Weak currency and higher minimum wage: Headwinds for 2025 retailer performance
Historically, a weak currency combined with significant growth in the minimum wage has negatively impacted the profitability of retail companies. Therefore, we believe retailers will resort to store expansion as the primary driver for revenue growth in FY25. Additionally, maintaining efficiency and improving productivity will be critical to sustain earnings growth. Given the limited catalysts for stronger purchasing power, particularly from 2Q25 onward, we expect retailers with a proven track record, solid execution, and a diverse product portfolio that offers a wide price range to maintain growth momentum. With more conservative assumptions, we have revised down our FY25/26F net profit growth for MAPI by 3%/4%, while making slight adjustments to MAPA’s FY25/26F net profit by 2%.
Store expansion to drive FY25F sector net profit growth of 16.8% yoy
We estimate the retail sector to achieve FY25F revenue growth of 15% yoy, primarily driven by store expansions, led by MAPA (+13% yoy), followed by MAPI (+9% yoy) and MIDI (+6% yoy). The higher minimum wage presents a potential challenge for retailers, as labor costs account for 10-12% of total revenue (except for ACES: 16-17% of revenue). Nonetheless, we believe these companies will focus on enhancing employee productivity to offset rising costs. Between FY17-23, revenue/employee grew at a faster rate than the increase in employee numbers, except for MAPA, which remains in expansion mode.

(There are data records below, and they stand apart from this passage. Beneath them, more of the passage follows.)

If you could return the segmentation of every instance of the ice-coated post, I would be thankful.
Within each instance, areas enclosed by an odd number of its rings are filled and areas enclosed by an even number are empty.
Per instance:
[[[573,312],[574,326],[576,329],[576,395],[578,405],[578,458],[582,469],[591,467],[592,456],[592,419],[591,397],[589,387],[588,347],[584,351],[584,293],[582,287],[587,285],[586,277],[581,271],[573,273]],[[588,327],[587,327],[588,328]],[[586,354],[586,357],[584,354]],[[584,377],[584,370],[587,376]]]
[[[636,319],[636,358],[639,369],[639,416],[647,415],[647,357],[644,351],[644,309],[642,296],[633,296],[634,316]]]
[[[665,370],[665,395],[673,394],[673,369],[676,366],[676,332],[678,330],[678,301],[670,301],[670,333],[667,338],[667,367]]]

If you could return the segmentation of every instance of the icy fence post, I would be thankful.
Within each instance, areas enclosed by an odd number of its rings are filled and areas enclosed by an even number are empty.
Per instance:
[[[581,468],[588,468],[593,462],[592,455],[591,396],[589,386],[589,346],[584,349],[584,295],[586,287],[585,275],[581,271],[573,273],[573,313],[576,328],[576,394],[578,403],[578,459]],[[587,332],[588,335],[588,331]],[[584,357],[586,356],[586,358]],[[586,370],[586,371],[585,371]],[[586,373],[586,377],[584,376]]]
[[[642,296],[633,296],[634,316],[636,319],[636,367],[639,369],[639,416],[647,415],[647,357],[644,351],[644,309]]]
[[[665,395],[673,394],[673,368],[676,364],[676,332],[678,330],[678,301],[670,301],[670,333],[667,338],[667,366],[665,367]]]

We believe this trend should support the sector’s FY25 net profit growth of 16.8% yoy, driven primarily by strong net profit growth from MIDI (+ 30% yoy, due to the absence of sunk costs in FY25) and MAPA (+14.9% yoy).
Maintain overweight with top pick: MAPI
We maintain our Overweight rating on the retail sector, supported by the expectations of continued solid earnings ahead. Our pecking order is as follows:
- MAPI (Buy – TP Rp2,000): MAPI has been the most underperforming stock within our coverage, offering limited downside risk. Strong growth in MAPA should benefit MAPI, while we expect the performance of its F&B segment to normalize in FY25.
- MIDI (Buy – TP Rp540): Alfamidi remains the primary revenue contributor for MIDI, showing continued robust performance and benefiting from higher growth in ex-Java. Additionally, MIDI’s 1-2% other income-to-revenue should help cushion the impact of higher minimum wages.
We also like MAPA (Buy – TP Rp1,250), which offers solid growth potential, though the stock comes with a higher valuation of 16.5x FY25F PE.